In acute triangle $ABC,$ the feet of the altitudes are $A_1,B_1,$ and $C_1$ (with the usual notations on sides $BC,CA,$ and $AB$ respectively). The circumcircles of triangles $AB_1C_1$ and $BC_1A_1$ intersect at the circumcircle of triangle $ABC$ ar points $P\neq A$ and $Q\neq B,$ respectively. Prove that lines $AQ, BP$ and the Euler line of triangle $ABC$ are either concurrent or parallel to each other. [i]Proposed by Géza Kós, Budapest[/i]

Let $A_1C_2B_1A_2C_1B_2$ be an equilateral hexagon.
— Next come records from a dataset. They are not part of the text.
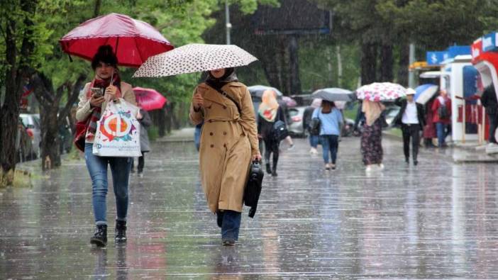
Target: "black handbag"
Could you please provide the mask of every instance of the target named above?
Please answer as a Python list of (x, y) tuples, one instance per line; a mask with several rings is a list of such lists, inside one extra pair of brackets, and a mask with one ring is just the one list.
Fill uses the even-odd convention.
[(250, 207), (248, 215), (250, 218), (254, 218), (254, 215), (256, 213), (264, 176), (265, 173), (261, 167), (261, 163), (258, 160), (253, 161), (250, 165), (248, 181), (244, 189), (244, 204)]

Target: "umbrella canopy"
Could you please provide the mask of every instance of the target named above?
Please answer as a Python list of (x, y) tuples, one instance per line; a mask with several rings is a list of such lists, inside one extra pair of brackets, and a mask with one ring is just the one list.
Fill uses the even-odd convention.
[(355, 99), (353, 91), (336, 87), (318, 89), (311, 94), (311, 96), (328, 101), (350, 101)]
[(267, 91), (267, 90), (271, 90), (271, 91), (274, 91), (275, 92), (276, 92), (277, 97), (280, 97), (280, 96), (282, 96), (284, 95), (284, 94), (282, 94), (282, 91), (279, 91), (278, 89), (275, 89), (275, 87), (268, 86), (262, 86), (260, 84), (248, 86), (248, 89), (249, 90), (249, 92), (250, 93), (250, 95), (253, 97), (261, 97), (261, 96), (262, 96), (263, 92), (265, 92), (265, 91)]
[(415, 101), (422, 105), (438, 92), (438, 86), (432, 84), (421, 84), (415, 89)]
[(397, 99), (406, 94), (406, 89), (398, 84), (384, 82), (366, 84), (356, 90), (358, 99), (384, 101)]
[(145, 111), (160, 109), (167, 99), (155, 89), (134, 87), (133, 92), (137, 103)]
[(84, 22), (59, 43), (64, 52), (89, 60), (99, 47), (110, 45), (119, 65), (132, 67), (138, 67), (149, 57), (174, 47), (150, 24), (114, 13)]
[(247, 65), (258, 59), (235, 45), (189, 44), (148, 60), (134, 77), (158, 77)]

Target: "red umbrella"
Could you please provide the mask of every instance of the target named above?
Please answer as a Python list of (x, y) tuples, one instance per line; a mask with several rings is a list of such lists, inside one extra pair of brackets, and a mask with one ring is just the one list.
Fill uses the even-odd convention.
[(84, 22), (59, 43), (64, 52), (89, 60), (99, 47), (110, 45), (119, 65), (132, 67), (138, 67), (149, 57), (174, 48), (150, 24), (114, 13)]
[(137, 86), (133, 88), (133, 92), (137, 103), (145, 111), (160, 109), (167, 102), (166, 97), (155, 89)]

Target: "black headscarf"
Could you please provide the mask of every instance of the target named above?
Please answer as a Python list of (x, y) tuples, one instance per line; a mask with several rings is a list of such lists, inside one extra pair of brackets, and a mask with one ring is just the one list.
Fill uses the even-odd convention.
[(232, 82), (238, 82), (238, 79), (237, 79), (237, 75), (235, 74), (235, 68), (230, 67), (225, 68), (225, 74), (219, 79), (213, 77), (211, 74), (211, 72), (208, 71), (208, 77), (206, 78), (206, 82), (218, 89), (221, 89), (226, 84)]

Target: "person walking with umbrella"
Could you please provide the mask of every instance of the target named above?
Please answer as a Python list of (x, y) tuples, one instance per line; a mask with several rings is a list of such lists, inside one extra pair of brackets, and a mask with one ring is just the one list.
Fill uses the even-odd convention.
[(400, 125), (403, 133), (403, 151), (404, 160), (409, 162), (410, 158), (410, 138), (411, 138), (411, 150), (414, 165), (417, 165), (417, 155), (420, 145), (420, 131), (425, 125), (424, 118), (424, 106), (415, 103), (414, 96), (415, 91), (408, 89), (406, 99), (398, 99), (395, 104), (400, 106), (399, 112), (394, 118), (394, 123)]
[[(258, 134), (265, 142), (265, 162), (266, 172), (273, 177), (277, 174), (277, 164), (280, 155), (280, 142), (275, 139), (273, 127), (277, 121), (285, 122), (284, 113), (277, 101), (275, 92), (267, 90), (263, 93), (262, 101), (258, 109)], [(272, 164), (270, 167), (270, 157), (273, 155)]]
[(361, 135), (361, 153), (367, 172), (372, 171), (375, 167), (384, 169), (382, 125), (384, 110), (385, 106), (380, 102), (364, 100), (362, 103), (365, 123)]
[[(189, 113), (204, 121), (199, 162), (209, 209), (217, 215), (223, 245), (238, 239), (244, 187), (251, 160), (260, 160), (254, 108), (233, 68), (209, 71), (197, 86)], [(220, 165), (221, 164), (221, 165)]]
[[(333, 101), (323, 100), (321, 106), (313, 112), (313, 118), (320, 120), (320, 142), (323, 147), (325, 169), (335, 169), (339, 135), (343, 124), (343, 115)], [(331, 162), (328, 162), (330, 153)]]
[(128, 186), (131, 158), (98, 157), (92, 153), (96, 122), (100, 119), (101, 113), (107, 103), (122, 98), (135, 105), (135, 94), (131, 86), (121, 81), (117, 65), (118, 59), (112, 47), (106, 45), (99, 47), (92, 60), (95, 78), (87, 83), (82, 91), (76, 112), (76, 119), (78, 121), (88, 121), (85, 133), (84, 155), (92, 179), (92, 204), (96, 225), (90, 242), (97, 246), (105, 246), (107, 243), (106, 196), (108, 165), (111, 167), (112, 174), (117, 212), (114, 238), (116, 242), (126, 241)]

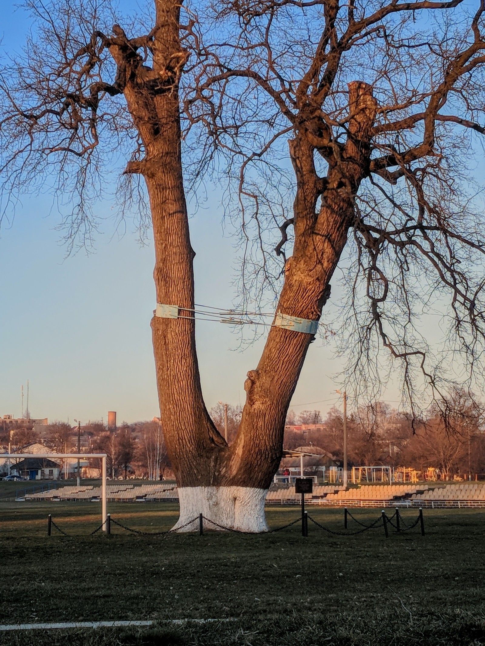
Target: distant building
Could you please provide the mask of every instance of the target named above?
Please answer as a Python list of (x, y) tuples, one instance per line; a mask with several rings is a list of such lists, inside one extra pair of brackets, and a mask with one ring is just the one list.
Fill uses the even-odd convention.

Let $O_1$ and $H_1$ denote the circumcenter and orthocenter of $\triangle A_1B_1C_1$, and let $O_2$ and $H_2$ denote the circumcenter and orthocenter of $\triangle A_2B_2C_2$. Suppose that $O_1 \ne O_2$ and $H_1 \ne H_2$. Prove that the lines $O_1O_2$ and $H_1H_2$ are either parallel or coincide. [i]Ankan Bhattacharya[/i]

Let $D$ be the foot of perpendicular from $A$ to the Euler line (the line passing through the circumcentre and the orthocentre) of an acute scalene triangle $ABC$. A circle $\omega$ with centre $S$ passes through $A$ and $D$, and it intersects sides $AB$ and $AC$ at $X$ and $Y$ respectively. Let $P$ be the foot of altitude from $A$ to $BC$, and let $M$ be the midpoint of $BC$. Prove that the circumcentre of triangle $XSY$ is equidistant from $P$ and $M$.